Rural Attractivness back-end service

After the update of source data, refresh the service cache

GET https://publish.lesprojekt.cz/nodejs/refresh

List of all the datasets

GET https://publish.lesprojekt.cz/nodejs/datasets

Attractivity metadata information

GET https://publish.lesprojekt.cz/nodejs/ontology

Attractivity data for the region with ID equal to the 'nuts' parameter

GET https://publish.lesprojekt.cz/nodejs/scores/{nuts}/

Attractivity data for all the regions in source CSV data

GET https://publish.lesprojekt.cz/nodejs/scores

Computes and returns attractivity data for all the NUTS regions based on the incomming datasets and factor weights

POST https://publish.lesprojekt.cz/nodejs/scores

Computes and returns clusters based on attractivity data for all the NUTS regions and based on the incoming datasets and factor weights

POST https://publish.lesprojekt.cz/nodejs/clusters

Start the system service

sudo systemctl start fz-node-rural_attractiveness

Install

Install R-project >= 3.6

(On Windows: Add R.exe, Rterm.exe and Rscript.exe to PATH)

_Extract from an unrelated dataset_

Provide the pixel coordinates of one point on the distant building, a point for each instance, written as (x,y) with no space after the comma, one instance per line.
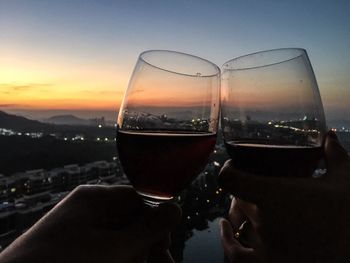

Rterm install.packages("needs") install.packages("jsonlite") install.packages("cluster") q()

Install NodeJS + npm

npm i npm start

About the attractiveness calculation

For each region and each factor, the index of attractiveness is idxf = ∑ dsi / Nds , where dsi is a normalized value for dataset i and Nds is a number of datasets in the factor.

For each region the aggregated index of attractiveness is then idxa = (∑ (∑ dsi * wf)) / (∑ Nds * wf), where wf is a weight of the factor.